SONIC_REP: search repeats annotation.
RETURN VALUE:
pointer to a SONIC interval data structure on success.
NULL if not found.
int sonic_is_satellite(sonic *sonic, char *chromosome, int start, int end);
sonic: Loaded SONIC.
chromosome: name of the chromosome of the interval of interest.
start: start coordinate of the interval of interest (inclusive -- BED-like).
end: end coordinate of the interval of interest (exclusive -- BED-like).
RETURN VALUE:
1 if the interval is in a satellite region.
0 if it is not.
int sonic_is_gap(sonic *sonic, char *chromosome, int start, int end);
sonic: Loaded SONIC.
chromosome: name of the chromosome of the interval of interest.
start: start coordinate of the interval of interest (inclusive -- BED-like).
end: end coordinate of the interval of interest (exclusive -- BED-like).
RETURN VALUE:
1 if the interval is in a gap region.
0 if it is not.
int sonic_is_segmental_duplication(sonic *sonic, char *chromosome, int start, int end);
sonic: Loaded SONIC.
chromosome: name of the chromosome of the interval of interest.

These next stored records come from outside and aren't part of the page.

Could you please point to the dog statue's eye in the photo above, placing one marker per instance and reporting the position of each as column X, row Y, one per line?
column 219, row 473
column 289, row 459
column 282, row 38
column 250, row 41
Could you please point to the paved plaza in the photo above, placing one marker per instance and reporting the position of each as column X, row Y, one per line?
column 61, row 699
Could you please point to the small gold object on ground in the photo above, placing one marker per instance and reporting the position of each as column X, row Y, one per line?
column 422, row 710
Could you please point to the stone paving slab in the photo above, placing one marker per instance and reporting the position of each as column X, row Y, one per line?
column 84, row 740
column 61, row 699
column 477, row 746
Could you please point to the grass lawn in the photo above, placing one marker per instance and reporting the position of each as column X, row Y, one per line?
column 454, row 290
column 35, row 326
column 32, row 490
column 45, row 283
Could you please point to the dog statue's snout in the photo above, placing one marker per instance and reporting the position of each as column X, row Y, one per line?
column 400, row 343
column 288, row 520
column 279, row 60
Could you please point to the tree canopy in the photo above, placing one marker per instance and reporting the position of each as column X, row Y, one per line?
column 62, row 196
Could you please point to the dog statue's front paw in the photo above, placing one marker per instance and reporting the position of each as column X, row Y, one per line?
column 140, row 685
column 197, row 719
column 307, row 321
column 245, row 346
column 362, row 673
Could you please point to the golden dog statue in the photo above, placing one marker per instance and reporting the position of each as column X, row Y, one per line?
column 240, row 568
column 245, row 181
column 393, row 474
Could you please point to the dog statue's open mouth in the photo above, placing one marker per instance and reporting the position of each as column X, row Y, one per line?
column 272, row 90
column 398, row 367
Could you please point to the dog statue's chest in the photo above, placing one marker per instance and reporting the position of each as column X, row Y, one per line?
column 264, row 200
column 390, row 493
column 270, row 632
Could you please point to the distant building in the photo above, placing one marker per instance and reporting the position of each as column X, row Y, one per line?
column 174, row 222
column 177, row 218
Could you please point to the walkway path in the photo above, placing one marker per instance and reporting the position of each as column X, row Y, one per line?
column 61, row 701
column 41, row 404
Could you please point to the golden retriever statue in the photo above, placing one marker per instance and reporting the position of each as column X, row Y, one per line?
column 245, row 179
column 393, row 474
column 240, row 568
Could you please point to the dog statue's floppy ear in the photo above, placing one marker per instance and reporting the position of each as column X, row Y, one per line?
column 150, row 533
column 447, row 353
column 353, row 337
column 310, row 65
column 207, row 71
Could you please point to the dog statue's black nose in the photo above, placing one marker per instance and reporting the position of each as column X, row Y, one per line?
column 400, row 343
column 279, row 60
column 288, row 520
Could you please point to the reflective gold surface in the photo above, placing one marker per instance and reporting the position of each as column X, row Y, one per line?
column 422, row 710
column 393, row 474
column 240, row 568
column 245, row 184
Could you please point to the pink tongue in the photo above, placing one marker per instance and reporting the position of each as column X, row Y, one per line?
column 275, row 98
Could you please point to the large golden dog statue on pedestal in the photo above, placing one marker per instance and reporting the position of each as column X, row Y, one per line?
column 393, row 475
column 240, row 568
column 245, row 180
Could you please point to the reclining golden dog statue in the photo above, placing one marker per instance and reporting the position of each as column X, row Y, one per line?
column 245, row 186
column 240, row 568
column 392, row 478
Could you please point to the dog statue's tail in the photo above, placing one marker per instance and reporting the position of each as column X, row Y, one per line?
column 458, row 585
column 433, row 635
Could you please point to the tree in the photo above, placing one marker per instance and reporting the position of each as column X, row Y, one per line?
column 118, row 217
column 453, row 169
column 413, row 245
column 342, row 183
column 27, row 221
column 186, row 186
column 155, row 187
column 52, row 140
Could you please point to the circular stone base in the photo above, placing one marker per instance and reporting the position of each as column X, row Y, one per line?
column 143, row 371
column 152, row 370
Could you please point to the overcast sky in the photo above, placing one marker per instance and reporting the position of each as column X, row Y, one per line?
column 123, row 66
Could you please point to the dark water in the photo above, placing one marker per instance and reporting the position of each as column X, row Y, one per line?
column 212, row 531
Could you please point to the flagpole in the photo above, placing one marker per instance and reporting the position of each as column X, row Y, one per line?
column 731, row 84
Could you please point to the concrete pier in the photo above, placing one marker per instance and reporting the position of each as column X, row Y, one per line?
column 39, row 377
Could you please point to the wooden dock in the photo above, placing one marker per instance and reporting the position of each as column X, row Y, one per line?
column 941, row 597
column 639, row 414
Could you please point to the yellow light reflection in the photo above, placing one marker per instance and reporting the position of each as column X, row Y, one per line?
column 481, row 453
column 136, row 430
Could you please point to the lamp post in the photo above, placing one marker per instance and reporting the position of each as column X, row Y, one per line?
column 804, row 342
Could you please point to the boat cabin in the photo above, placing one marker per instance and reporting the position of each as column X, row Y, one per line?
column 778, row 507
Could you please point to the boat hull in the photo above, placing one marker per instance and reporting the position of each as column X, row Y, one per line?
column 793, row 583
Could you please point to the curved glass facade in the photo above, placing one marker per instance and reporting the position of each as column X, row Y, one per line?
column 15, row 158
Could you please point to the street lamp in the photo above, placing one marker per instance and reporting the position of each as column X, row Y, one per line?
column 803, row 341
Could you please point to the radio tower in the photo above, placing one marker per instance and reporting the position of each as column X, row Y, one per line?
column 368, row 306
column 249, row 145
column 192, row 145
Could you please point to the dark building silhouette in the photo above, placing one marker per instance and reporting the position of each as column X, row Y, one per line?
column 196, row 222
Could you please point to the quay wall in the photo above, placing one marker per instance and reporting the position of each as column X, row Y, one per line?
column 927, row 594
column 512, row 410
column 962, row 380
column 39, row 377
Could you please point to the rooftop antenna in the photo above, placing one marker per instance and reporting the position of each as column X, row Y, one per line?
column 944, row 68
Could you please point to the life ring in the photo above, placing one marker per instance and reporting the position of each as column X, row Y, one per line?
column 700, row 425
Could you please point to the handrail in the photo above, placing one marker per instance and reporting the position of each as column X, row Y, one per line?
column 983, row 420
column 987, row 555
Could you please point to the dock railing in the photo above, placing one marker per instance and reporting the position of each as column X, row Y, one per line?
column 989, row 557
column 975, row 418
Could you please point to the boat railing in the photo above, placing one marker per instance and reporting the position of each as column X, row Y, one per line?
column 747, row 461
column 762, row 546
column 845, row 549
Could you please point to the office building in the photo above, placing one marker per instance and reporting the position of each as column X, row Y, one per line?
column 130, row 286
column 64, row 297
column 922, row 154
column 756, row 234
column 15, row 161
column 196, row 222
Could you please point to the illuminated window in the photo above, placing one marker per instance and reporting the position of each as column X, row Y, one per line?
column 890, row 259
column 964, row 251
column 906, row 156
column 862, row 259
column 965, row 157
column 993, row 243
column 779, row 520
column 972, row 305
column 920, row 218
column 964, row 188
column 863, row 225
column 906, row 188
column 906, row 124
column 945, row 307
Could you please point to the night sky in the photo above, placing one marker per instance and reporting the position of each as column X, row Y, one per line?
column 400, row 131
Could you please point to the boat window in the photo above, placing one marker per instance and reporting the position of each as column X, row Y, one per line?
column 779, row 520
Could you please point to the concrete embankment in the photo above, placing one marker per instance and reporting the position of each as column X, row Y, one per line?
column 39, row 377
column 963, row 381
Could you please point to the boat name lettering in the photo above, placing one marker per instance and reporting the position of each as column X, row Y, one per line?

start: start coordinate of the interval of interest (inclusive -- BED-like).
end: end coordinate of the interval of interest (exclusive -- BED-like).
RETURN VALUE:
1 if the interval is in a segmental duplication region.
0 if it is not.
sonic_repeat *sonic_is_mobile_element(sonic *sonic, char *chromosome, int start, int end, char *mei_string);
sonic: Loaded SONIC.
chromosome: name of the chromosome of the interval of interest.
start: start coordinate of the interval of interest (inclusive -- BED-like).
end: end coordinate of the interval of interest (exclusive -- BED-like).
mei_string: a colon-seperated of MEI keywords, i.e. "Alu:L1:HERV".
RETURN VALUE:
pointer to a SONIC repeat data structure if the interval hits a mobile element.
NULL if it is not.
float sonic_get_gc_content(sonic *sonic, char *chromosome, int start, int end);
sonic: Loaded SONIC.
chromosome: name of the chromosome of the interval of interest.
start: start coordinate of the interval of interest (inclusive -- BED-like).
end: end coordinate of the interval of interest (exclusive -- BED-like).
RETURN VALUE:
GC% over the region, returned in [0-100] interval.